Ahead of me, Fort Clinton looked more like a constellation of stars than an Army base. Most of the complex was blacked out. Shutters had been closed across windows of buildings so that the only light they emitted came out in thin stripes that dissolved into the night air. The buildings themselves looked darker than a shadow.

Helicopter gunboats ran slow patrols above the fort while jets circled the area high in the atmosphere. I could not see the gunboats or the jets, but the loud chop, chop, chop of helicopter rotors echoed up from the ground and the searing roar of jet engines thundered and faded in the darkness.

CHAPTER TWENTY-FIVE

The guard at the gate barely checked my identification. I drove a Fort Clinton Army jeep. After a glance at my papers and a sweep of my face, he signaled his pals to let me through.

Following base signs, I found my way to the administration building. The lobby of the building was brightly lit. Officers in fatigues hustled up and down the halls. Men hunkered by communications consoles, relaying orders and checking the overall readiness of the soldiers. No one so much as looked in my direction.

This administration building was no different than thousands of other similar buildings across the galaxy. Colonel Bartholomew Wingate’s office was right where I expected it to be. And, as I suspected, the colonel was nowhere to be found. I went out to my jeep and drove until I found officer housing. I only hoped that I had enough time to find Wingate before he bolted.

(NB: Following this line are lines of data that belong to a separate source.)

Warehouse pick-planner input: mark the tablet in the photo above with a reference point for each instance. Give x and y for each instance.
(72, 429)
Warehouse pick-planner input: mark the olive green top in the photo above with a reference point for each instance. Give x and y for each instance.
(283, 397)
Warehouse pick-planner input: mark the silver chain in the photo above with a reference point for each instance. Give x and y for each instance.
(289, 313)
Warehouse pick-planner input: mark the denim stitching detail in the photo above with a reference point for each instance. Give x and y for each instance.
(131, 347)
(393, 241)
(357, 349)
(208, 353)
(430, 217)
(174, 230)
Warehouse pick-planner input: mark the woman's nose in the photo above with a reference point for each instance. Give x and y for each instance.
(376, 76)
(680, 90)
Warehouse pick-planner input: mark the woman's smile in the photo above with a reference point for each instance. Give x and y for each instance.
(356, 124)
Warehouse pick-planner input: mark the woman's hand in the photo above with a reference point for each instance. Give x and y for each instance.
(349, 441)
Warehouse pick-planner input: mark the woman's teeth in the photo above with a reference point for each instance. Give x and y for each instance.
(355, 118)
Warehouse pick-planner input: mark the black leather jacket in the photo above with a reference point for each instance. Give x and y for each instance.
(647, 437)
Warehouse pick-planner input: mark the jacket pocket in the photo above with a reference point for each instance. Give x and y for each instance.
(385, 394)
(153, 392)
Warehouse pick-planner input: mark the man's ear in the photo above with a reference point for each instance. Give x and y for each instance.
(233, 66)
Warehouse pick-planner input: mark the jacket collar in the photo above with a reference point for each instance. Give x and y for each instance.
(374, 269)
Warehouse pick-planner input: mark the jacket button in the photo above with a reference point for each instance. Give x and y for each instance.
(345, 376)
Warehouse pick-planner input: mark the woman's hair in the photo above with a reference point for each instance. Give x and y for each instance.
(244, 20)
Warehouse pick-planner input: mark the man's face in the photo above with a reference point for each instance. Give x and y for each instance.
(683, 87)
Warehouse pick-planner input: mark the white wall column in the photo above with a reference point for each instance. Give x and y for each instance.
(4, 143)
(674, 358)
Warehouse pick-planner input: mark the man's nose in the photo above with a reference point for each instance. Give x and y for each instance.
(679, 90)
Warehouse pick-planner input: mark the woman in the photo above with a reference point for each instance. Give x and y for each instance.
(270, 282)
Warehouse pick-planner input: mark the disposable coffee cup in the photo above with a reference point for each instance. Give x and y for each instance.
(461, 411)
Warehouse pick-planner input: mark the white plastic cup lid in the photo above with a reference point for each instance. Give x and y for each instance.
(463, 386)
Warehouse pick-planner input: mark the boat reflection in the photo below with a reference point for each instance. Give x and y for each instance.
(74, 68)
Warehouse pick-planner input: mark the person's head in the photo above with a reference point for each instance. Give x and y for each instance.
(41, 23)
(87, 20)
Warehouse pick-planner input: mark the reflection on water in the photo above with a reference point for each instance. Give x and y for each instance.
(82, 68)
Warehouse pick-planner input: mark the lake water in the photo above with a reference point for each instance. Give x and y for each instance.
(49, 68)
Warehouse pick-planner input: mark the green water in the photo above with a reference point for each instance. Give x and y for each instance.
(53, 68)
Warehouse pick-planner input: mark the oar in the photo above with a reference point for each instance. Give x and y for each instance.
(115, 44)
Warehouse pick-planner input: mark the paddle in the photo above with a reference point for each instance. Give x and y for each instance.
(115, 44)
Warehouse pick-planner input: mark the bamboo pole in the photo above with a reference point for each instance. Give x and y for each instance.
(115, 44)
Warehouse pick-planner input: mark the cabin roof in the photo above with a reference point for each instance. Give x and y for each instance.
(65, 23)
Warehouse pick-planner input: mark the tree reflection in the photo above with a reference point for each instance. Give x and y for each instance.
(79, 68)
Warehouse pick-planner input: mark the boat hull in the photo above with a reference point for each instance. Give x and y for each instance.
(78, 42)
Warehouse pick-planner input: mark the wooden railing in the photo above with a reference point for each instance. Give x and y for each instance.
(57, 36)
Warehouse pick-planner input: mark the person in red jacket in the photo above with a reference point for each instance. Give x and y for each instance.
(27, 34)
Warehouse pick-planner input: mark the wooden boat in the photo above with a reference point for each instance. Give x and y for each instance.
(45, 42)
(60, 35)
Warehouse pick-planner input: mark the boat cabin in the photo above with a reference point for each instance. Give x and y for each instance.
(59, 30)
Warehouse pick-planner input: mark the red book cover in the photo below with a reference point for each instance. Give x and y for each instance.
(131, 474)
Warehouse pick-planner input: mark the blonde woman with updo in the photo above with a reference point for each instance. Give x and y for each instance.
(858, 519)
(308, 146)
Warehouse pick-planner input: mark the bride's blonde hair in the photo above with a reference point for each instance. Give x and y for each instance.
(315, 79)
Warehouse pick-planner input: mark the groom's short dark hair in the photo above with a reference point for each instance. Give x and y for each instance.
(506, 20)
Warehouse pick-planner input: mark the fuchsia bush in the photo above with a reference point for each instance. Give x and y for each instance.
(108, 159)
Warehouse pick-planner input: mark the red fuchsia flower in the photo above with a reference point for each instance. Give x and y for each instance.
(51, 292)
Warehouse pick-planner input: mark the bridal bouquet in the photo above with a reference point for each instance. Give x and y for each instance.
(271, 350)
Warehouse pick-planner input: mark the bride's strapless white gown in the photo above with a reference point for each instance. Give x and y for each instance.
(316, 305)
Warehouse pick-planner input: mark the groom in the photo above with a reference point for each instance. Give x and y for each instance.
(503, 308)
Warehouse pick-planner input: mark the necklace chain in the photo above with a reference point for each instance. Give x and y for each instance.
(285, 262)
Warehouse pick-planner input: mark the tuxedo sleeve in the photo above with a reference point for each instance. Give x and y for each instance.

Base commander housing tended to be big and conspicuous, and I had little trouble locating Wingate’s estate. There was a stealth jeep in the driveway that looked black and sinister, a phantom car meant to blend in with the night.

I parked my jeep along the street and climbed out into the misty night hiding behind a stand of trees as I waited to see what would happen next. If Callahan was right about Colonel Bartholomew Wingate, I would not have to wait very long.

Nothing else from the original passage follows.